As we continue to see the impact high-stakes testing has had on our youth, especially youth of color, it's hard to say that lessons from this cautionary tale from the 1930s don't still apply today. In fact, the model currently used for standardized exams was first created by Frederick Kelly back in 1914, 18 years before Huxley ever put pen to paper.

Across the country today, our children's futures are being decided by this antiquated method of evaluation. From No Child Left Behind, to Race to the Top and now to the Common Core, standardized tests are becoming more and more high-stakes. Grade promotion and graduation are often dependent on test scores; teachers and administrators receive financial bonuses for high scores but can be reassigned or even fired for reporting low marks; schools are either shamed or commended through public rating systems; and more and more, schools are being closed or converted to charter schools because of unsatisfactory test results. Indeed, in the name of "accountability," a single negative performance can unfairly jeopardize a young person's education and career prospects, derail a teacher's career and put a Scarlet Letter on a school.

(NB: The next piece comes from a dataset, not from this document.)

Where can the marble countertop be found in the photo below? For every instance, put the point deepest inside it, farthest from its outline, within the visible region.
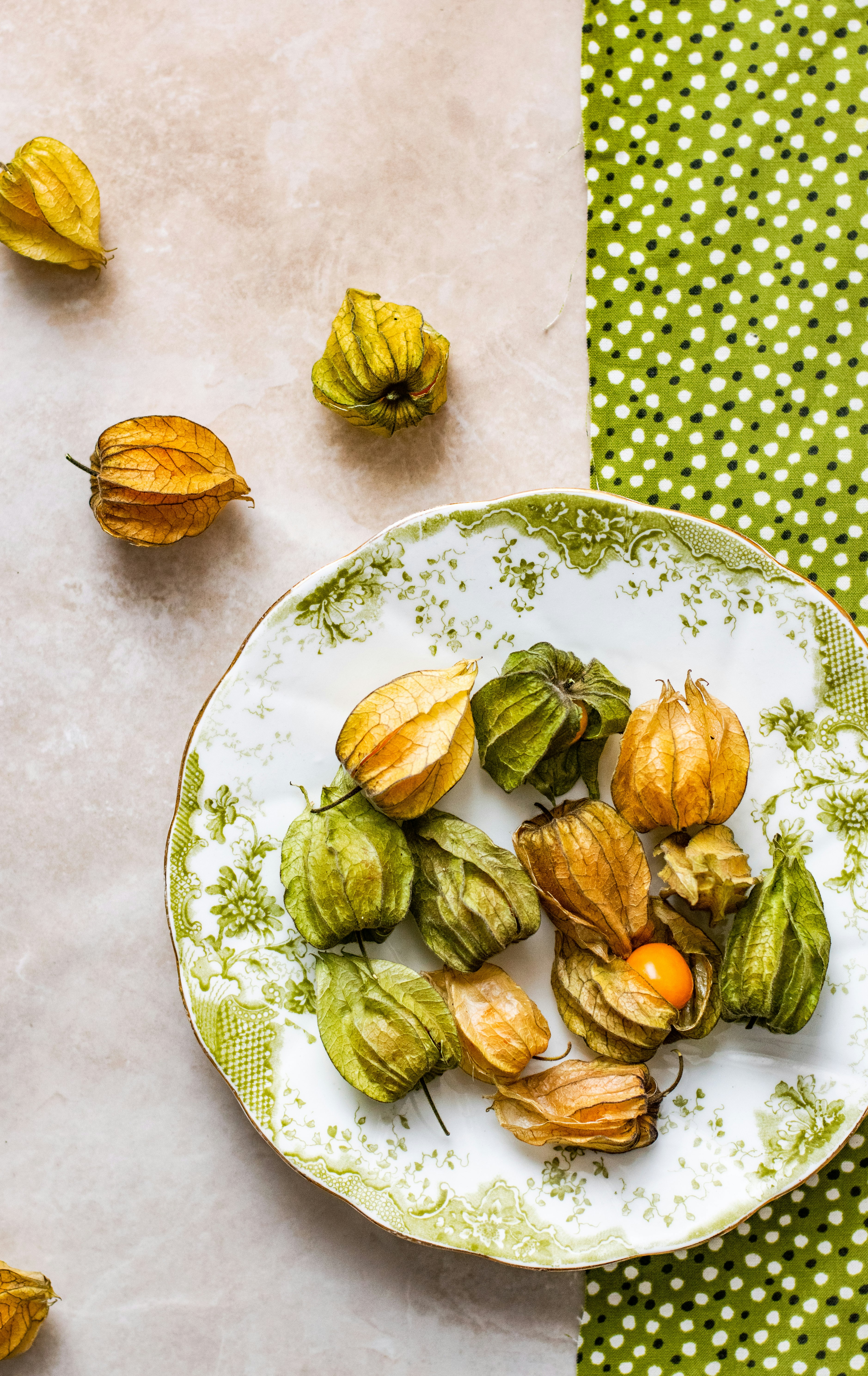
(254, 162)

In cities and towns nationwide, students, teachers, parents, communities and others are banding together to say enough is enough. They are tired of seeing young people -- and especially students of color -- being deliberately pushed out to raise test scores. They are tired of racially biased assessments dictating their diplomas. They are tired of having the creativity sucked out of their curriculum and of having to follow unrealistic pacing guides. They are tired of always being on pins and needles wondering whether their school is next on the chopping block because of its low test scores. Frankly, they are tired of seeing an outdated model dictate every aspect of the modern education system.

So, they are taking action. In Seattle, teachers spearheaded a unified boycott of the state's test, leading to an unprecedented victory where teachers can now choose whether to use the assessment. Students in Chicago, in solidarity with teachers, unveiled 12,000 pencils in a protest to symbolize the number of hours students would have to devote to testing in the next school year. Students in Providence convinced adults to take the state's graduation test -- and many failed -- and led a "zombie march" to show the impact of a high-stakes testing graduation requirement. Members of local school boards in Texas signed a resolution declaring that standardized tests are strangling education and draining it of its vibrancy and excitement for learners. Parents and others in Texas and Minnesota successfully challenged pro-testing legislation. And students and parents in Denver, Portland, New York and countless other places gathered petitions and led "opt-out" campaigns.

While policymakers are systematically moving us toward the Aldous Huxley's dark vision, people on the ground are pushing back. Through coalitions and collaboration, there's a movement brewing and it's gaining steam. It's time we finally listened to these voices and ditched a system that was put in place before World War I. Now, that would truly be a brave new world.